Maryland Gov. Martin O’Malley gave Obama a thumbs-up on Thursday for pursuing an end to tax breaks for the nation’s wealthiest residents.
“A return to the Clinton-era tax rates for millionaires and billionaires is a fiscally responsible and necessary step to help put our country on solid footing for recovery,” O’Malley said following Obama’s press conference on Wednesday. “I commend President Obama for his leadership on this matter.
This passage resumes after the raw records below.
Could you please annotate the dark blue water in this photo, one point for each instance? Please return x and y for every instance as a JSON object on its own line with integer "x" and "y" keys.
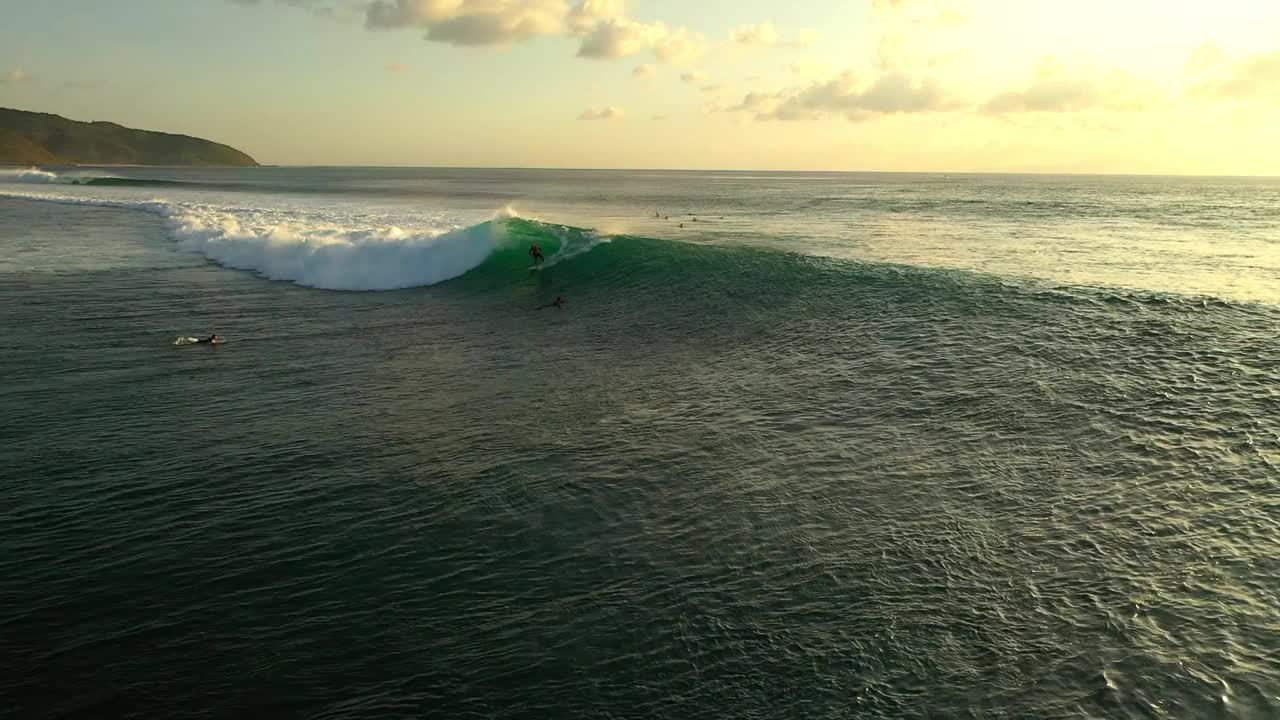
{"x": 736, "y": 477}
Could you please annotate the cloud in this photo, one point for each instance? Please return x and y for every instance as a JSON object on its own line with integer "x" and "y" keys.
{"x": 848, "y": 96}
{"x": 620, "y": 37}
{"x": 1217, "y": 76}
{"x": 1054, "y": 90}
{"x": 602, "y": 27}
{"x": 764, "y": 35}
{"x": 887, "y": 5}
{"x": 608, "y": 113}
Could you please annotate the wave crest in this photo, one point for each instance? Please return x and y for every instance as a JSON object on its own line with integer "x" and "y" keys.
{"x": 315, "y": 253}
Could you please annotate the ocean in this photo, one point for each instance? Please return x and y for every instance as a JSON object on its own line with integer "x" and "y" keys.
{"x": 798, "y": 445}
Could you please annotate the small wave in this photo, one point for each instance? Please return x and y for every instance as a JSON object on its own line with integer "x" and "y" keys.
{"x": 35, "y": 176}
{"x": 31, "y": 176}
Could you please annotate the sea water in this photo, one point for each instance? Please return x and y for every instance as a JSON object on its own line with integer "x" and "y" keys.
{"x": 799, "y": 445}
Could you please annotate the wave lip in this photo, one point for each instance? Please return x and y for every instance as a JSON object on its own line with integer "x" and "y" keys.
{"x": 311, "y": 251}
{"x": 332, "y": 256}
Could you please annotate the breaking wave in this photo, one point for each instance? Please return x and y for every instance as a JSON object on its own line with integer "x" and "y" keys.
{"x": 337, "y": 255}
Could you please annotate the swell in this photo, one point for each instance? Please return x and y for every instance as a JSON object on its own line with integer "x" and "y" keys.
{"x": 493, "y": 255}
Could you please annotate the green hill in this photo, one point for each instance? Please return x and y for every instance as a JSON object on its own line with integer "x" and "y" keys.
{"x": 41, "y": 139}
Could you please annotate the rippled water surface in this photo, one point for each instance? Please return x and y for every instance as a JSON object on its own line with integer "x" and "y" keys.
{"x": 922, "y": 447}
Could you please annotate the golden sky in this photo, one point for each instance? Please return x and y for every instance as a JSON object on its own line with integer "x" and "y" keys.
{"x": 1120, "y": 86}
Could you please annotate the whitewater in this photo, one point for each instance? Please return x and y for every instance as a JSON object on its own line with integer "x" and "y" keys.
{"x": 306, "y": 247}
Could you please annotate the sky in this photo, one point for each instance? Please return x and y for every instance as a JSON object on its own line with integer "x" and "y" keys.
{"x": 1088, "y": 86}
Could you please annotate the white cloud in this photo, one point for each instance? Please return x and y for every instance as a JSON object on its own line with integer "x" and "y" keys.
{"x": 608, "y": 113}
{"x": 1055, "y": 90}
{"x": 1215, "y": 74}
{"x": 764, "y": 35}
{"x": 851, "y": 98}
{"x": 620, "y": 37}
{"x": 602, "y": 27}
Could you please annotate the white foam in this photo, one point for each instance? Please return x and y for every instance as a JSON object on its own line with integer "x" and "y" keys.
{"x": 30, "y": 176}
{"x": 310, "y": 250}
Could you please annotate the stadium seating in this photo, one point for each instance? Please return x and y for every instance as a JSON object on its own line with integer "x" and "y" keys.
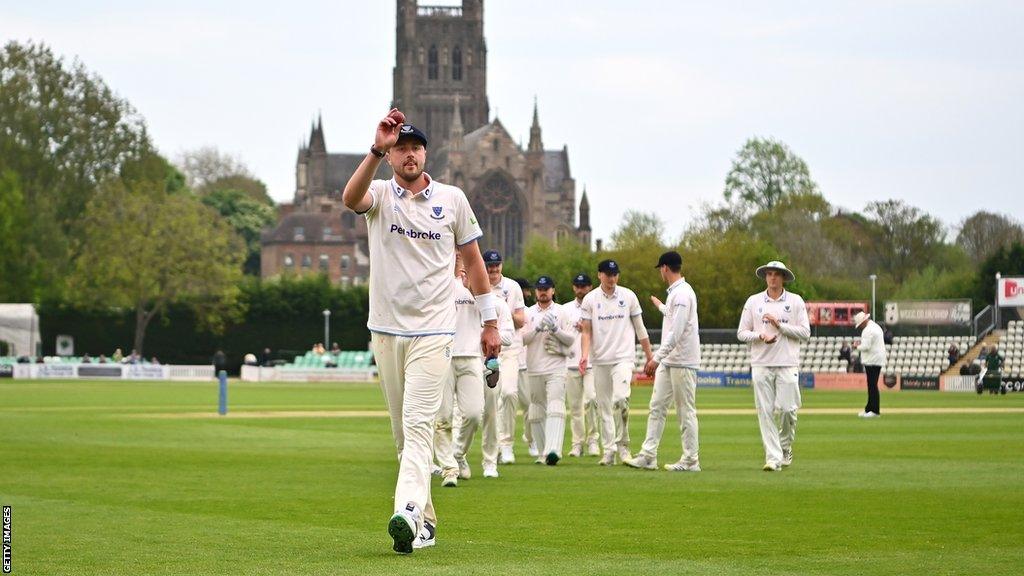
{"x": 908, "y": 356}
What we need right now is to remain laser focused on creating jobs, not on protecting special interest tax breaks for the wealthiest 3 percent of Americans.”
O’Malley’s interest in the matter is not surprising — not only because he’s trying to build up a national profile, with increasing visits to Washington and particularly to the White House — but also because he has has some experience taxing his own wealthy residents.
In 2008, Maryland implemented a so-called “millionaire’s tax” that increased state taxes on residents earning more than $1 million by roughly 14 percent — from 5.5 percent of residents’ income to 6.25 percent.
The effect of the tax received mixed reviews: The following year, the number of “millionaires” — or people earning more than $1 million — filing tax returns in the state dropped precipitously, signaling that the state’s wealthiest residents were fleeing Maryland. O’Malley argued that the decline in millionaires’ tax filings was an effect of the recession, not the higher tax, and that the state needed the revenues to close a $1.7 billion budget gap.
Either way, the state legislature opted out of extending the tax after it expired in January 2011, even though Maryland was facing a $1.6 billion budget gap this year.